While the first match, set to take place in Johannesburg between South Africa and Mexico, is just a day away, I asked Ledgard about the safety and security of the fans. Given the stampede at a friendly preliminary match between Nigeria and North Korea last Sunday, that left at least eleven people injured, I asked if this was any indication of the police forces’ lack of control. To this, Ledgard said that “the government invested a huge amount of money in overhauling the police force, to make sure they are prepared.” While assuring that the police force is up to par to handle the crowd, Ledgard expressed some concern for South African Intelligence, which is likely ill-equipped to handle the threat of terrorists, especially given the large faction of Somalia al-Qaeda operatives in the region. “If it [a suicide bombing] happens during the World Cup, it will not be surprising to me,” said Ledgard, adding “I know from experience there’s nothing good enough to protect against that- anywhere in the world, and it is definitely a worry for South African intelligence to handle this threat.”
Building on this topic of safety and security, I asked Ledgard about the condition of hospitals in the event that some catastrophic event might occur. Ledgard assured me that the “hospital issue won’t be a problem,” as they are held to a really high standard. He stated that the hospitals- especially in Cape Town and Johannesburg- are very sophisticated, pointing out that “South Africa was the first country in the world to do heart transplants.”

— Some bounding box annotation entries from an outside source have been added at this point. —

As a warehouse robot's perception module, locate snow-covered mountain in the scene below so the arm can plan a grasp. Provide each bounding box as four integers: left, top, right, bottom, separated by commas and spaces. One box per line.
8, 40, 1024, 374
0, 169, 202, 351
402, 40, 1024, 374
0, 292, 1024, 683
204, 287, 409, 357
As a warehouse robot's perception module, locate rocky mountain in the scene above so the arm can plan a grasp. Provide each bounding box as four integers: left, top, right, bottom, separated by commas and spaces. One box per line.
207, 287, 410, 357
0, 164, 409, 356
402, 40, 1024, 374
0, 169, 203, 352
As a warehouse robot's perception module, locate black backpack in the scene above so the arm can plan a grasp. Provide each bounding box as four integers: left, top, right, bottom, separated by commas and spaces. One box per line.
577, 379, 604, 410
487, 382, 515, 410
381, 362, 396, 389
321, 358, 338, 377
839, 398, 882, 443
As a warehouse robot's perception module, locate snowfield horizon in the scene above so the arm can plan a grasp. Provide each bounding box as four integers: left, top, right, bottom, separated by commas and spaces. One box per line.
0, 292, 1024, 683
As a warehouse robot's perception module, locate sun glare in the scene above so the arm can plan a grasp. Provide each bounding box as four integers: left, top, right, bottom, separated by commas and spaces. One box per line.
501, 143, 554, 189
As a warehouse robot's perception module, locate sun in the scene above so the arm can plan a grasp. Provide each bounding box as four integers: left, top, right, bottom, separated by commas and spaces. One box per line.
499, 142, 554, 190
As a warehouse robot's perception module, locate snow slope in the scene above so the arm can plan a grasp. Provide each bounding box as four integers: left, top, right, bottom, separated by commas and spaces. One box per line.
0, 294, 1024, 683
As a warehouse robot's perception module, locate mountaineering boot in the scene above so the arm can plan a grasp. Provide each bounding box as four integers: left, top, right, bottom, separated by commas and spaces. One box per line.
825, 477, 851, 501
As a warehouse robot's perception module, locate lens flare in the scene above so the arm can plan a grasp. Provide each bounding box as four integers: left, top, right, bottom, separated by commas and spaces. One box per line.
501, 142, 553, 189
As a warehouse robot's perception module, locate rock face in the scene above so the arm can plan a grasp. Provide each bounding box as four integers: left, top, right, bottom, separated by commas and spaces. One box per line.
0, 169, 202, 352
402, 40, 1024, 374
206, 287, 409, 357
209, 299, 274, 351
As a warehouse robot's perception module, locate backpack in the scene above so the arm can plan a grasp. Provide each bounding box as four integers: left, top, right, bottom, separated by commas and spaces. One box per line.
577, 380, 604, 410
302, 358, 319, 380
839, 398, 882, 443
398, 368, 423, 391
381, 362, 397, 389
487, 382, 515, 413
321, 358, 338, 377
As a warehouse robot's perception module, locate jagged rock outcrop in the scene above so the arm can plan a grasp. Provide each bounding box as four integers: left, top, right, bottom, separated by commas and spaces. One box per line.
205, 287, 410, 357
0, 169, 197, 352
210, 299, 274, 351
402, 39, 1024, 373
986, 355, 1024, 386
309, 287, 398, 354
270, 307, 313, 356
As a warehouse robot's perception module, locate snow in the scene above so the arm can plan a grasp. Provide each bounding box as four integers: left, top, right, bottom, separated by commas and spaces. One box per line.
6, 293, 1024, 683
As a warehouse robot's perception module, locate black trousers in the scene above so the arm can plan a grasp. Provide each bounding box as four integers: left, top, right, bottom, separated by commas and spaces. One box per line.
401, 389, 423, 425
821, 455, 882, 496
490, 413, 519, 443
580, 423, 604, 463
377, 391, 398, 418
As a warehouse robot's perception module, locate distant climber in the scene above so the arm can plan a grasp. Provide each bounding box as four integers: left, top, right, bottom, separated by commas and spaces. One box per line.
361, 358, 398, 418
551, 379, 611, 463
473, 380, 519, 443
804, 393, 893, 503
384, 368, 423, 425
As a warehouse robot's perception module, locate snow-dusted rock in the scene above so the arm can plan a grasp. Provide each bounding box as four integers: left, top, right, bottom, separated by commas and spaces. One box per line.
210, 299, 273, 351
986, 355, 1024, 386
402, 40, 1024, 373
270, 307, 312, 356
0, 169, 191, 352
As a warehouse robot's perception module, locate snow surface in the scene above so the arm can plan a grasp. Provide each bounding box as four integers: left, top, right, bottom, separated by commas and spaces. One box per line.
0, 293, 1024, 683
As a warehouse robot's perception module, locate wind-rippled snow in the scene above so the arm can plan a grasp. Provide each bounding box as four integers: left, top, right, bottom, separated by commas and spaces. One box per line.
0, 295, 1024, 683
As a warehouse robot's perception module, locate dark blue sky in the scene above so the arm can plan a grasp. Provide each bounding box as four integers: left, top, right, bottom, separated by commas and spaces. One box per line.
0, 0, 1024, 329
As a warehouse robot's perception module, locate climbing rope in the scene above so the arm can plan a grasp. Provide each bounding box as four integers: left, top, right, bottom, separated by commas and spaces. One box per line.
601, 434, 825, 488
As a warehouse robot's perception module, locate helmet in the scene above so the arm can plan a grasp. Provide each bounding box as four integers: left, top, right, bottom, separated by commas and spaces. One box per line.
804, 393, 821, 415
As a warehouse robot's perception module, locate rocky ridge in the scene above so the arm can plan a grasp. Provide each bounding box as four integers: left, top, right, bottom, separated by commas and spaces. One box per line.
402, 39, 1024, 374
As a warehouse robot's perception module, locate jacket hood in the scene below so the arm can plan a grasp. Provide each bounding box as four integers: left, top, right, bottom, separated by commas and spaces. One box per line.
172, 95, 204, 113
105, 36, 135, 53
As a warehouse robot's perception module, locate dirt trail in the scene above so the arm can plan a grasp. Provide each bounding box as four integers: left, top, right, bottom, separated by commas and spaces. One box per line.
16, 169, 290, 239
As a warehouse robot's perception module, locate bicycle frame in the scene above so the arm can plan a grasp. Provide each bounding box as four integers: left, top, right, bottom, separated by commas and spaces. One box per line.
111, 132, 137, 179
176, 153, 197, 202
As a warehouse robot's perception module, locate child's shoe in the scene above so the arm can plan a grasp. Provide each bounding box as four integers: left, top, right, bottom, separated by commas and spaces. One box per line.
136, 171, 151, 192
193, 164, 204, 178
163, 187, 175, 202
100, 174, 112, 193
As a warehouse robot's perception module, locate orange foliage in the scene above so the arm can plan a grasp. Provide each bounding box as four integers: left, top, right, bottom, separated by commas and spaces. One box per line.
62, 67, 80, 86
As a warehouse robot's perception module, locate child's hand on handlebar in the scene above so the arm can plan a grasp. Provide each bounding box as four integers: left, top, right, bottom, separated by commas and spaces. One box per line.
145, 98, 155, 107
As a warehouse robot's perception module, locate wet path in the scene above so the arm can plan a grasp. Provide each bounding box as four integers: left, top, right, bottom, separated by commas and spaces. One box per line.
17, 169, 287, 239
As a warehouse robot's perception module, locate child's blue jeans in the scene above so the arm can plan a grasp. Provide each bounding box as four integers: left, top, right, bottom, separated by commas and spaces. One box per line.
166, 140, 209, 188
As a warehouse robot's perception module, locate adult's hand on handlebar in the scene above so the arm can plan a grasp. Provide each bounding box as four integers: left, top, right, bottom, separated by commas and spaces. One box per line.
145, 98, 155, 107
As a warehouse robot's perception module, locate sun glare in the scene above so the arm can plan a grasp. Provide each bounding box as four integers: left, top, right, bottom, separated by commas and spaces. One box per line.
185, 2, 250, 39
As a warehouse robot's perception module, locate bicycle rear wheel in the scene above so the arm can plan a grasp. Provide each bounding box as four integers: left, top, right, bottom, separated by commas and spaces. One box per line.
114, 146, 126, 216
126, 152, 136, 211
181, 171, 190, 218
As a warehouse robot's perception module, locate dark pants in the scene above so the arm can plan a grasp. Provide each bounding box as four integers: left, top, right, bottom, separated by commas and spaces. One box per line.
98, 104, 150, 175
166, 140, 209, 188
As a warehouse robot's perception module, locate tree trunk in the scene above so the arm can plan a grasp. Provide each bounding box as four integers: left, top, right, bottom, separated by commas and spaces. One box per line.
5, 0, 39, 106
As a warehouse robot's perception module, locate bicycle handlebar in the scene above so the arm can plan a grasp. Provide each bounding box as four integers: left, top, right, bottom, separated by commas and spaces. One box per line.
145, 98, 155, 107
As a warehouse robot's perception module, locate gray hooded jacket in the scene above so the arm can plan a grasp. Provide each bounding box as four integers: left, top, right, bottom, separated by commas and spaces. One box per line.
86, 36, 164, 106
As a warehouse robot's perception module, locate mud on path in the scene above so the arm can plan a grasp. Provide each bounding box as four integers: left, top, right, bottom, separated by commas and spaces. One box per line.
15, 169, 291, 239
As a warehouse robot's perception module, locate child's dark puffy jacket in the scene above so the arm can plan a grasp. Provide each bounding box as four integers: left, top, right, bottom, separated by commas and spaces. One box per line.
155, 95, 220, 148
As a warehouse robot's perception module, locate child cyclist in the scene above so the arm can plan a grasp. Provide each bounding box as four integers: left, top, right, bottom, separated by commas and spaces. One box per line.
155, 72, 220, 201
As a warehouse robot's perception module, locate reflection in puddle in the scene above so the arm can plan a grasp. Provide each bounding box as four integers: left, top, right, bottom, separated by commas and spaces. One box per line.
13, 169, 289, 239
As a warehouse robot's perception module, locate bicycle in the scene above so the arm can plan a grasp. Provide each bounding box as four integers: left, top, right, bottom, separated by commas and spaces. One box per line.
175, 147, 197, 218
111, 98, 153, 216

Ledgard added that, when looking at South Africa, it is necessary to put it in some kind of context with the rest of Sub-Saharan Africa. “Other African countries, like Nigeria and the Congo, will be looking on their television screens, and thinking my lord they [South Africa] have a real police force, electricity, sewer systems, and etc.” Despite all of the positive initiatives the chance to host the 2010 World Cup has brought for South Africa, Ledgard felt the biggest problem facing the country today is the issue of crime and HIV/AIDS. “Crime is appalling, and right behind it is HIV” said Ledgard, adding that these “two issues dominate the country and really need to be addressed.” However, Ledgard is optimistic of the positive effects of the World Cup, saying that it is a “step in the right direction for the country.” It will show that South Africa is “not a country that is collapsing, but a country that is very positive and trying to move toward a globalized economy and state its place in the world.” On a final note, Ledgard said that he is “much more positive that this is South Africa’s chance to shine, and I hope everything airs well.”
Only time will tell if the World Cup will help jump start South Africa’s economy, allowing for it to become a globalized nation. However, if hotel and ticket sales are any indication, the World Cup is promoting tourism and investment in the country. We can only hope that Ledgard’s fears regarding a terrorist attack will not materialize, and that South Africa’s hosting of the World Cup will be a bright light and a beaming example for the rest of the African continent.